Symptoms of the disease are flu-like, with fever, headache, shortness of breath, severe muscle aches, coughing, vomiting, and abdominal pain.  These symptoms may last from a few hours to several days. Some victims experience rapid respiratory failure.  In the United States hantavirus has a fatality rate of 50%.  Since 1993, over 690 cases have been diagnosed, including 73 in California.  There is no vaccine for hantavirus, and no treatment.  Victims of the disease are most often hospitalized and receive supportive care. 

The Deer mouse (Peromyscus maniculatis), the Cotton rat (Sigmodon hispidus), the Rice rat (Oryzomys palustris) and the White-footed mouse (Peromyscus leucopus) are hantavirus carriers.  The Deer mouse and the Cotton rat are typically found in rural areas but will move into urban areas if food or water sources become scarce.  Other rodent species may be carriers but have not been implicated at this time.  There is no evidence indicating that the virus is transmitted from person to person or from insects, pets or livestock.

The best way to reduce your risk of contracting hantavirus is to avoid contact with rodents and rodent excrement.  Rodent control in and around your home is the best way to keep rodents away.  Keep all food, water and garbage in containers with tight fitting lids.  Don’t leave pet food and water out overnight.  Wash dishes and clean up spilled food.  Dispose of trash and clutter.  Prevent rodents from entering your home by plugging holes and cracks with steel wool.  Mice can fit through holes the size of a dime.  Placing gravel under homes discourages burrowing.  Place spring-loaded traps continuously.  Use bait pellets as a supplement to traps.  Always follow label directions when using any rodenticide.

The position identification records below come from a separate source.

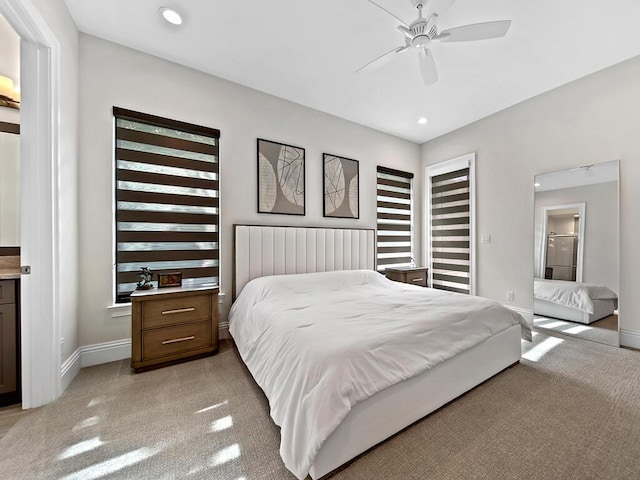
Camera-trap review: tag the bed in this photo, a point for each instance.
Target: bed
(573, 301)
(295, 309)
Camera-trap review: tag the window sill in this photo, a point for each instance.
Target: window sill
(124, 309)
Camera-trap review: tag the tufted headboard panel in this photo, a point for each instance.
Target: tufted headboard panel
(276, 250)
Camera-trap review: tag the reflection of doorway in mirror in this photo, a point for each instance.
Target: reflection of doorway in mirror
(576, 252)
(562, 248)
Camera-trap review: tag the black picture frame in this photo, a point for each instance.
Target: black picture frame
(281, 178)
(169, 279)
(340, 186)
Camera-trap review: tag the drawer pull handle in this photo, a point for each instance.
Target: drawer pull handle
(176, 340)
(179, 310)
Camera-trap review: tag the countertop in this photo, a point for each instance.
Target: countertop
(9, 273)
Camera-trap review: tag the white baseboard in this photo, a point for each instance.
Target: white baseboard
(70, 369)
(100, 353)
(630, 338)
(527, 314)
(223, 330)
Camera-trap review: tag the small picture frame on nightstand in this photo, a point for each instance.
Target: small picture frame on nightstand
(170, 279)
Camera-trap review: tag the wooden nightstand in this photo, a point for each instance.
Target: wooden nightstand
(413, 275)
(170, 325)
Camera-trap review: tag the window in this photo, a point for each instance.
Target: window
(450, 196)
(393, 218)
(167, 210)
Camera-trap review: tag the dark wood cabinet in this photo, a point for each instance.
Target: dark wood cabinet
(412, 275)
(171, 325)
(9, 348)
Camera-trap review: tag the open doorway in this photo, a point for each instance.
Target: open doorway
(10, 218)
(39, 157)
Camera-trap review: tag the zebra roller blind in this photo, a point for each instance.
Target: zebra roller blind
(451, 231)
(166, 200)
(393, 241)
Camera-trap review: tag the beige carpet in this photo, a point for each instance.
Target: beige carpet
(570, 410)
(603, 331)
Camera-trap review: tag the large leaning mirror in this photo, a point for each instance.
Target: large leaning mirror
(576, 252)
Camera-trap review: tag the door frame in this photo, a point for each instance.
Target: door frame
(39, 165)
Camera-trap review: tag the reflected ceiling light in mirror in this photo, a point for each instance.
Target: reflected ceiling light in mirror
(170, 15)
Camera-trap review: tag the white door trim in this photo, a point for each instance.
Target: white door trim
(39, 117)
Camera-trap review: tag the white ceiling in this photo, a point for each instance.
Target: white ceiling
(307, 51)
(578, 177)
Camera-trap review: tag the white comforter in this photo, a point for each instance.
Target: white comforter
(572, 294)
(319, 343)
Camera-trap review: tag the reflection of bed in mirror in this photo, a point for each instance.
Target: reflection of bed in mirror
(573, 301)
(577, 239)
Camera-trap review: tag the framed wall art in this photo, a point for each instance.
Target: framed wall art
(281, 187)
(341, 187)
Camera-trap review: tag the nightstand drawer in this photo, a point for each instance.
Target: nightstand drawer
(170, 311)
(170, 340)
(417, 278)
(7, 291)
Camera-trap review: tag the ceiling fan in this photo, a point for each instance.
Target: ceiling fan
(423, 31)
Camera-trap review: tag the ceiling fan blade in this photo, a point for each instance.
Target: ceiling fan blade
(385, 10)
(381, 60)
(405, 31)
(476, 31)
(427, 67)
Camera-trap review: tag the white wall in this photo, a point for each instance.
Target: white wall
(601, 238)
(591, 120)
(9, 189)
(61, 24)
(112, 75)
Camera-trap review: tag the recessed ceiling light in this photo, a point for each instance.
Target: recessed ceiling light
(170, 15)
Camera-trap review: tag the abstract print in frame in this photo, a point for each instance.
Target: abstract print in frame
(280, 178)
(341, 187)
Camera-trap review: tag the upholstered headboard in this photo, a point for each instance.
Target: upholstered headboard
(274, 250)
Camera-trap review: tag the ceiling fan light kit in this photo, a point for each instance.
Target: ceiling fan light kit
(423, 31)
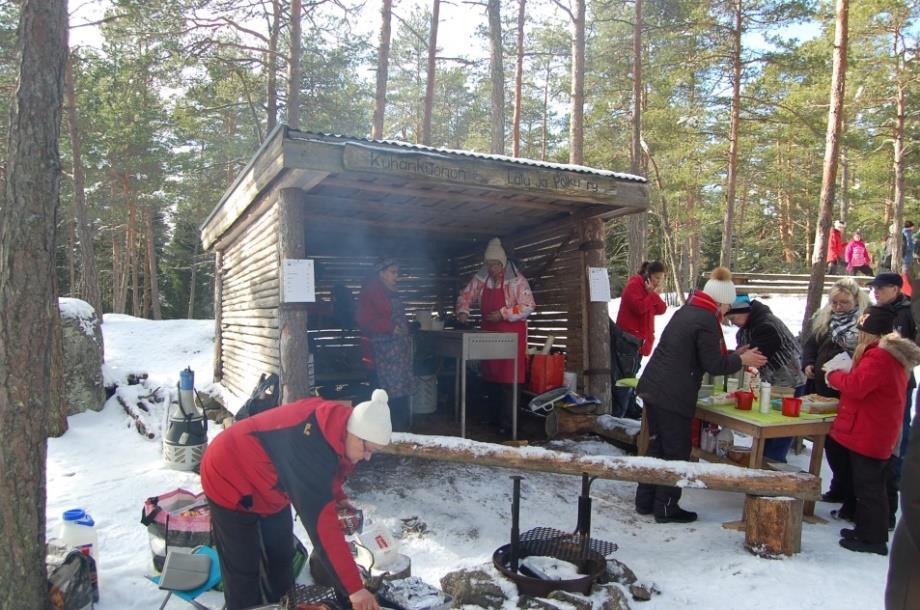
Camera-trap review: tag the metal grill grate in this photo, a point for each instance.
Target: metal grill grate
(310, 595)
(550, 542)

To safely cleanup and dispose of rodent droppings, always wear rubber gloves.  Thoroughly spray dead rodents, traps, droppings, etc. with any general purpose household disinfectant to deactivate any virus.  After wetting everything, place the disinfectant soaked waste in a sealable plastic bag and dispose of by placing in the garbage.  If you are unsure of the best disposal method for your area, contact your local health department for their advice.  It is possible to encounter active hantavirus anyplace that rodents are infesting or have infested.  Therefore it is strongly encouraged that your response after discovering an infestation follows the above protocol.  If you don’t believe you can clean up the mess from an infestation or implement a rodent control program, hire a professional to do it for you.